Por sua vez, Guerra Junqueiro considerava: «a revolução urgente não era social nem política, era moral. Nem havia a escolher entre monarquia e república, pois que, para escolher entre duas coisas, é necessário existirem. A segurança da pátria exigia inadiavelmente à frente do governo um homem de superior inteligência, de altivo carácter, de ânimo heróico e resoluto. Era-o D. Carlos? Obedeceríamos a D. Carlos. Uma alma, uma vassoira e uma carroça, de nada mais precisava. Varrer, limpeza geral, pôr isto decente».

E que limpeza urgia fazer? A 5 de Junho de 1906, um João Franco à frente dos destinos da nação há uns escassos dias, desde 19 de Maio, assinou um novo contrato com a Companhia dos Tabacos - a questão do tabaco era muito importante na altura, por exemplo, a 7 de Fevereiro na Câmara dos Deputados, quando José Luciano apresentava os novos ministros do governo de Hintze Ribeiro, a sessão foi interrompida para evacuação dos populares que nas galerias gritavam «Viva a República, abaixo o governo tabaqueiro, fora o chefe da quadrilha de ladrões».

A decisão sobre a queda dos governos e a dissolução das câmaras de deputados eram prerrogativa régia. E D. Carlos entendeu que a Câmara dos Deputados, eleita há menos de dois meses, devia ser dissolvida. Nas eleições que se seguiram, a 19 de Agosto de 1906, foram eleitos quatro republicanos por Lisboa, Afonso Costa, António José de Almeida, Alexandre Braga e João de Meneses. Os apoiantes de João Franco obtiveram o maior número de lugares nas Cortes, convocadas para 29 de Setembro, mas não constituíam a maioria absoluta. José Luciano de Castro, à frente dos progressistas, viabilizou o governo de Franco.

Em 2 de Maio de 1907, João Franco perdeu o apoio dos progressistas e ficou em minoria na Câmara. Apoiado por D. Carlos, dissolveu as Cortes e passou a governar por Decretos.
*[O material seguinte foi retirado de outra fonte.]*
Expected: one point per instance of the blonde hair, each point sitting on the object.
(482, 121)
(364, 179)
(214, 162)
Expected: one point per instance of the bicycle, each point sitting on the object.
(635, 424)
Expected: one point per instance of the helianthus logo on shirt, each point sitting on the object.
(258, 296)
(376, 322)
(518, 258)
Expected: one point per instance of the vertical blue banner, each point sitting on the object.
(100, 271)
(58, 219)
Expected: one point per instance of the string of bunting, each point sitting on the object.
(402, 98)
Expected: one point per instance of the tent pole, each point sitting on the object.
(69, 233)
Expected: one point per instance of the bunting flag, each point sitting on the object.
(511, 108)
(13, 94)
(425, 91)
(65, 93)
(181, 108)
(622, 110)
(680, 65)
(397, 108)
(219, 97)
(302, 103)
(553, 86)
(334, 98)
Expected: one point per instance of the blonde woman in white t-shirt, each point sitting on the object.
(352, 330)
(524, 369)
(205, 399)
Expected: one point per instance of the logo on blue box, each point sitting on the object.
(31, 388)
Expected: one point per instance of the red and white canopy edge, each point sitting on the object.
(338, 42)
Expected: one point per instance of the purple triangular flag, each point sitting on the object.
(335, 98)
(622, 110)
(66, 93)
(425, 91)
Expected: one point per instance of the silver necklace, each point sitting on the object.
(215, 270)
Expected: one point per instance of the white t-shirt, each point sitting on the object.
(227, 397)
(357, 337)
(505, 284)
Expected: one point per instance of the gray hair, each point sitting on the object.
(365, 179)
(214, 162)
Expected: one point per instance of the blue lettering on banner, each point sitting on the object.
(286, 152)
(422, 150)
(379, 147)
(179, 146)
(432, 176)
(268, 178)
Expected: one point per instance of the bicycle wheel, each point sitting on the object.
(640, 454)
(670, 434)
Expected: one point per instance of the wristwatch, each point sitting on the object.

Em 8 de Maio de 1907 foi emitido o primeiro decreto ditatorial. Em 23 de Maio foram mandadas encerrar as matrículas na Universidade de Coimbra, em greve académica desde 1 de Março. Em 20 de Junho de 1907 Franco publicou uma repressiva lei da imprensa, essencialmente destinada a abafar o escândalo dos adiantamentos reais - por exemplo, para os prédios na Calçada das Necessidades, adquiridos para os encontros extra-conjugais do rei, os arranjos nos Palácios das Necessidades, Ajuda e Belém -, uma questão que D. Carlos informava em carta a João Franco ser «uma fogueira, que desejamos apagar».

João Franco dissolveu a Câmara Municipal de Lisboa a 5 de Junho e uns meses mais tarde, em 12 de Dezembro, repetiu a medida em relação a todas as juntas gerais, comissões distritais, câmaras municipais e juntas de paróquia do País, substituídas por comissões administrativas.

Remodelou o Juízo de Instrução Criminal e a Polícia Civil de Lisboa em decretos de 19 de Agosto e 21 de Novembro. As prisões sem culpa formada sucederam-se em catadupa e a actividade política dos centros republicanos foi proibida.

Entretanto com o país em plena revolta contra a ditadura de Franco, D. Carlos reafirmou-se solidário com o governo franquista numa entrevista a Galtier, do jornal parisiense Le Temps, e considerou que «tudo está calmo em Lisboa, como no país» e «só os políticos se agitam».

A situação insustentável levou à sublevação falhada de 28 de Janeiro de 1908, enquanto o ausente rei caçava em Vila Viçosa. Várias pessoas influentes - nem todas republicanas - como Egas Moniz (o tal que em 1949 mereceu do director da Emissora Nacional as palavras “Egas Moniz, com Nobel ou sem Nobel, é um filho da puta da oposição!"), Ribeira Brava ou Afonso Costa, foram fazer companhia a destacados dirigentes republicanos nas enxovias de Franco, entre eles Luz de Almeida, o dirigente da Carbonária detido no dia 25, João Pinheiro Chagas, França Borges e António José de Almeida.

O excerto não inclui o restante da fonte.